Akkare Ninnoru Maran is a 1985 Indian Malayalam-language comedy film directed by Girish and written by Sreenivasan from a story by Jagadish, it was produced by G. Suresh Kumar and Sanal Kumar. The film stars Maniyanpilla Raju, Menaka, Sukumari and Innocent. The film has musical score by C. Rajamani and songs by Kannur Rajan.

==Plot==

K. P. Thankappan Nair is a rich man, who has cheated his sister out of her property. Her son Achuthan wants to reclaim the land forcibly taken by his uncle, as well as marry his daughter, Nandini, with whom he is in love. He and his friends hatch a plan to hoodwink Thankappan Nair, pretending to have earned a fortune working in Dubai.

==Production==
Gireesh, who was working as an associate director to Priyadarshan was contacted by Anand, who produced the movie Parayanum Vayya Parayathirikkanum Vayya and expressed his interest in producing a movie with Gireesh as director. Later, Anand dropped the project. However, Gireesh secured another producer with help from a few friends. Shooting was completed in 26 days in and around Palakkad and Thiruvilwamala.

==Soundtrack==
The music was composed by Kannur Rajan and the lyrics were written by Priyadarshan.

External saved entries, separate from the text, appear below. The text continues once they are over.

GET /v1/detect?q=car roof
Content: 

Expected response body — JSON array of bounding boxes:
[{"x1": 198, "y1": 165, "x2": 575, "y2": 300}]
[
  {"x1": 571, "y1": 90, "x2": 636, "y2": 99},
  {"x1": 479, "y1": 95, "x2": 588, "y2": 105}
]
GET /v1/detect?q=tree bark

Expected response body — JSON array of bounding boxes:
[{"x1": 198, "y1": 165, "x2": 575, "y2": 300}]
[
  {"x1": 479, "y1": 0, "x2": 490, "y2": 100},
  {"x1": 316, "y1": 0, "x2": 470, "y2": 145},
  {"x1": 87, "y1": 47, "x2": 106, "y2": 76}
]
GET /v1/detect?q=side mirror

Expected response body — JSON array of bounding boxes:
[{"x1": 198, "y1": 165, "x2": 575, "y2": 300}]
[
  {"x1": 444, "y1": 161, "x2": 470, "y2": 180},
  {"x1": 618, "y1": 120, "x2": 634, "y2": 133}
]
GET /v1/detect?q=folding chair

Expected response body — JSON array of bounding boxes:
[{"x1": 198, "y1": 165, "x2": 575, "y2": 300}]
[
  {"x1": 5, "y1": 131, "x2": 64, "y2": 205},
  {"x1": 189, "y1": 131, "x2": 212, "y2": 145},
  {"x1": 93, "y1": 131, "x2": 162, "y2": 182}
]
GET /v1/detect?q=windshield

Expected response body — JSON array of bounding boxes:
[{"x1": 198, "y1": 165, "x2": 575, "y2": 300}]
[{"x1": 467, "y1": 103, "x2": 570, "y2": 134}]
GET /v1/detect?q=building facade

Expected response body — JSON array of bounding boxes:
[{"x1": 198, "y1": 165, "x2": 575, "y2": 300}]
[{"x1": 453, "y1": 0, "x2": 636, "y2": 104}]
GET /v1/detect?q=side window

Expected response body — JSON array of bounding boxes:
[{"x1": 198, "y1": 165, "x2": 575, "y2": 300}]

| No. | Song | Singers | Lyrics | Length (m:ss) |
|---|---|---|---|---|
| 1 | "Kannanee Bhoomiyil" (Anchara Ekkar) | K. P. Brahmanandan, Chorus, Satheesh Babu | Priyadarshan |  |

==Release==
 This film was released on 5 September 1985.

== Box office ==
The film was critically well received and was a box office hit.

==Legacy==
There were some comedic dialogues in the film which became catchphrases, such as in the Arabic translation scene in the film.